Accession Number : ADA308652
Title : An Examination of Foreign Involvement in Civil Wars: Somalia 1991 to -, Afghanistan 1979 to.
Descriptive Note : Master's thesis,
Corporate Author : ARIZONA UNIV TUCSON
Personal Author(s) : Franks, Michael J.
PDF Url : ADA308652
Report Date : 1996
Pagination or Media Count : 145
Abstract : Foreign involvement in Somalia and Afghanistan has included military aid such as hardware and training, and humanitarian aid including assistance with infrastructure improvements and food. This research showed that the effects of foreign involvement in the internal affairs of Somalia and Afghanistan were not seriously investigated, nor the long-term ramifications of foreign military and humanitarian aid sufficiently analyzed to allow the interdicting powers to adequately predict the impacts of intervention.
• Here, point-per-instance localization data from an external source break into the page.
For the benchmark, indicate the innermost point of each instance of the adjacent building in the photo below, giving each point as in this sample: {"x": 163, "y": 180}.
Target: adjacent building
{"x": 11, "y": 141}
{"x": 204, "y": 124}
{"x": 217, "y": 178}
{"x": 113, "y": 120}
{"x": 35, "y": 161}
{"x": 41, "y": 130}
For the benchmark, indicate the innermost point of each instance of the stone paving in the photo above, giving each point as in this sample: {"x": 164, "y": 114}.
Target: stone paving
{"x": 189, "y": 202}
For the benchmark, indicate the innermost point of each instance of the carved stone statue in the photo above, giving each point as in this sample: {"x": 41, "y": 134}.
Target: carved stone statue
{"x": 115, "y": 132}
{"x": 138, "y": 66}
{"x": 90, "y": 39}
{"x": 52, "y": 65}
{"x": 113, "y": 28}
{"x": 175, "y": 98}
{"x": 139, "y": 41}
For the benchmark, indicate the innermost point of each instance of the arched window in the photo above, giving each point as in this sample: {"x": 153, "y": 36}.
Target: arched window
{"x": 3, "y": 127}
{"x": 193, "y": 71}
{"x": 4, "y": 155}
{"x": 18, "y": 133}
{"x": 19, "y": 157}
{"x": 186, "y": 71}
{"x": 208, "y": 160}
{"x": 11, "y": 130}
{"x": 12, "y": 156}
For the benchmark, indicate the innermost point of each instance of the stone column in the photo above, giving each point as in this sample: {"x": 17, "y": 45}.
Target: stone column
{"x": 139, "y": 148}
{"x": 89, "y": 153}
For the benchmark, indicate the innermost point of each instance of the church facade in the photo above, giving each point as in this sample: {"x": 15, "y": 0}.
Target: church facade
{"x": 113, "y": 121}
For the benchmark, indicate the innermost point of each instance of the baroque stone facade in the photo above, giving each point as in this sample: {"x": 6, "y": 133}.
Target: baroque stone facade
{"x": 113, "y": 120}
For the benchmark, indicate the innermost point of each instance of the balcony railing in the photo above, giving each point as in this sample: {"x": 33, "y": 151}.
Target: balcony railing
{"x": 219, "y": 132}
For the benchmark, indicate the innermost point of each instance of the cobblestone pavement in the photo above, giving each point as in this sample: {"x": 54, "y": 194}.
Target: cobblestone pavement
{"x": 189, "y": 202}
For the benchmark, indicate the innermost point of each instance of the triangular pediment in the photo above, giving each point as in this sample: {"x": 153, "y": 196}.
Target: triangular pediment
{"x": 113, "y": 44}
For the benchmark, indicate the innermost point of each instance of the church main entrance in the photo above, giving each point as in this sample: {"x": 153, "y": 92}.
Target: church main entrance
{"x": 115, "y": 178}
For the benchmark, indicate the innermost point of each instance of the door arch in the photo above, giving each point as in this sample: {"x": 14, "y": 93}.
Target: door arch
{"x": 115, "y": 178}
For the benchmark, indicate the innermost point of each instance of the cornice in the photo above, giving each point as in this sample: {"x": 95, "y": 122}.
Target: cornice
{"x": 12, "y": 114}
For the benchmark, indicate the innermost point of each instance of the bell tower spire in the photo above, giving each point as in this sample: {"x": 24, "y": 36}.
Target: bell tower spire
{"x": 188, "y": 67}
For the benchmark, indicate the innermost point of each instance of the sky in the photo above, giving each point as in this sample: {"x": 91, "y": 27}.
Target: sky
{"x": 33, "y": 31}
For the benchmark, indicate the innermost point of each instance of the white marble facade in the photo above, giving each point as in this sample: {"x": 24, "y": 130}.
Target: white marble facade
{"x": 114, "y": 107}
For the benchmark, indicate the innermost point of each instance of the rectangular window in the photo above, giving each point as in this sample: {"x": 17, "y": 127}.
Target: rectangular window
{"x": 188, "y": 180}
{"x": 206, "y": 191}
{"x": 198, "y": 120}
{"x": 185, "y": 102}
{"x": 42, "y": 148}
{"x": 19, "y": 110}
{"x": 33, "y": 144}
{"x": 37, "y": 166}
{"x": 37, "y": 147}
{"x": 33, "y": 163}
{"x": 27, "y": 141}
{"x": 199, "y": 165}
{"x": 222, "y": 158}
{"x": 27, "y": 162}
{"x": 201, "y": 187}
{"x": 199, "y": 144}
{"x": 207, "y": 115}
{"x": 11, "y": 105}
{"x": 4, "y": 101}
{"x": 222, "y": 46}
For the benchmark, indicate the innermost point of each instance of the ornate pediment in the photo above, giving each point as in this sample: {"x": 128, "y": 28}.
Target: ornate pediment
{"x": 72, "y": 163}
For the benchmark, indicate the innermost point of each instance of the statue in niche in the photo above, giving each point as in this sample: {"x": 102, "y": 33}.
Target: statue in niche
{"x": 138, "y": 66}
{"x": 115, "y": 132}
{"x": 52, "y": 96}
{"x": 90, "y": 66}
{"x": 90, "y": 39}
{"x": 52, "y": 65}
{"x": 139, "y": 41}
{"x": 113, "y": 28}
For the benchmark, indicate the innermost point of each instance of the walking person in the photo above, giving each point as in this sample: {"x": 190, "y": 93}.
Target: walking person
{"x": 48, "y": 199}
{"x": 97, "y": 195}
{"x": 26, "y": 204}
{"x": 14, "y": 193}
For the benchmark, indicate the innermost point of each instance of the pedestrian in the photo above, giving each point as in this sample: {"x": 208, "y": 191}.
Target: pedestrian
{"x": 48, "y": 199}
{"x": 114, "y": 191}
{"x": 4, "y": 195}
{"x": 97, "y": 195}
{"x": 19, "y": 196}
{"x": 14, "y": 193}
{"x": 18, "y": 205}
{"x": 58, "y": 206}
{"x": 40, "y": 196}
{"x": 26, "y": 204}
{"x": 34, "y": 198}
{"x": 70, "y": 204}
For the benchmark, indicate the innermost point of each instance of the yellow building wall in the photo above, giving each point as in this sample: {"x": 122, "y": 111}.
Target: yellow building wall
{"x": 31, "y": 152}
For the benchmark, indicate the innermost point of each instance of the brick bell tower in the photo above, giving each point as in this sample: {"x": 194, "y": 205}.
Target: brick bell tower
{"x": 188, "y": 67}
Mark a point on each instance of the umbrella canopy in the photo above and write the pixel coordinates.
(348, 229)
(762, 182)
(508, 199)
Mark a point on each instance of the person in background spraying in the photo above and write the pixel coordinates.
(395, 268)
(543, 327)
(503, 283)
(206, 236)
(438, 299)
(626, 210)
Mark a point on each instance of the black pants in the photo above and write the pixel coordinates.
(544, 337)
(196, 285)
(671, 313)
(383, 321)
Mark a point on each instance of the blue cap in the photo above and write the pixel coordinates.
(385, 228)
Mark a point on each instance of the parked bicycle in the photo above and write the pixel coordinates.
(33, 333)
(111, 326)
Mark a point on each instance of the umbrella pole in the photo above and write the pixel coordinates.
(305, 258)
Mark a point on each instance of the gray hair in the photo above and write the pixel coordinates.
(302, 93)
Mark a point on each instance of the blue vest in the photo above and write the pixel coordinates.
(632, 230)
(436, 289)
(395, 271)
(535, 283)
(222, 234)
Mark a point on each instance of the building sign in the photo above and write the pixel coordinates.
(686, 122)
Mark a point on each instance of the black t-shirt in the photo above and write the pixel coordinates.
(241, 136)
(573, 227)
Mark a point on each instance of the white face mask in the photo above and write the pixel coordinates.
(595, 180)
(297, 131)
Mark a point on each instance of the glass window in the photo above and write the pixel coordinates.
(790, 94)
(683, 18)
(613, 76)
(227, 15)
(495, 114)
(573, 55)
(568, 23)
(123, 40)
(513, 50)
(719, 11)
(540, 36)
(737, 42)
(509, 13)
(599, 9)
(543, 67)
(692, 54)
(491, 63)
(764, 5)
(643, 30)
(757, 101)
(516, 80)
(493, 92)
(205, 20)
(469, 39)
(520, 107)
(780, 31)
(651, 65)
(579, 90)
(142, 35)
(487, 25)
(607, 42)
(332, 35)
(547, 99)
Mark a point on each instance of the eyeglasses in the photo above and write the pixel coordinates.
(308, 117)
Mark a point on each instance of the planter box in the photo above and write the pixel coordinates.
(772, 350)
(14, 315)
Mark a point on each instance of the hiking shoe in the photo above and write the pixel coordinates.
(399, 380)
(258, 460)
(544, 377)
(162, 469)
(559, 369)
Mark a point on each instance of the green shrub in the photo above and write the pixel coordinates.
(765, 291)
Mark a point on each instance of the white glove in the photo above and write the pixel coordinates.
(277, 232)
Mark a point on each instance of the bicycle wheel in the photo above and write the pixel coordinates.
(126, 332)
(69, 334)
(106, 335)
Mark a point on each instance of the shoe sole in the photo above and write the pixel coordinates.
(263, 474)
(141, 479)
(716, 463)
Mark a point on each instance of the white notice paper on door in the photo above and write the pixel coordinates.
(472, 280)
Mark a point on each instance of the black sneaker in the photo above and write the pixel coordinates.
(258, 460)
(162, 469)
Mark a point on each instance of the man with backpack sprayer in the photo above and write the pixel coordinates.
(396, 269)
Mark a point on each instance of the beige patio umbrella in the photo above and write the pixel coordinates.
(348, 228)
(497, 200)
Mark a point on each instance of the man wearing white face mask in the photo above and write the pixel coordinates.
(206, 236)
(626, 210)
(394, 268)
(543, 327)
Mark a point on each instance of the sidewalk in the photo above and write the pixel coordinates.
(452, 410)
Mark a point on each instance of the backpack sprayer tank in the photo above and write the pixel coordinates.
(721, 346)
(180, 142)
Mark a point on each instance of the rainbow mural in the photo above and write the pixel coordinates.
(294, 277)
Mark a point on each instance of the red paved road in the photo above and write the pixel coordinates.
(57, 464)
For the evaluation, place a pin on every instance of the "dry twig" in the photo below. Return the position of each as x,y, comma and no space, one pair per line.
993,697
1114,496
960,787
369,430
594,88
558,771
Foreign involvement has been a contributing factor in the present unstable conditions in Somalia and Afghanistan and has not helped them attain the goal of national direction and independence, however, tribalism in its various forms must account for the instability experienced in both Somalia and Afghanistan. Tribalism manifests itself in many forms including favoritism in governmental appointments, and regional distribution of aid dollars and food. In both these societies members consider themselves a component of a family or a clan/tribe first, their national identity follows and is much less important. Any amount of aid will not bring about national stability or a nationalist state of mind in populations so intensely tribal. To support these findings historical examples and the present situations are discussed.
Descriptors : *MILITARY ASSISTANCE, *INTERNATIONAL RELATIONS, STABILITY, WARFARE, DISTRIBUTION, POPULATION, INTERNAL, SOMALIA, FOOD, INTERVENTION, AFGHANISTAN, CIVIL DISTURBANCES.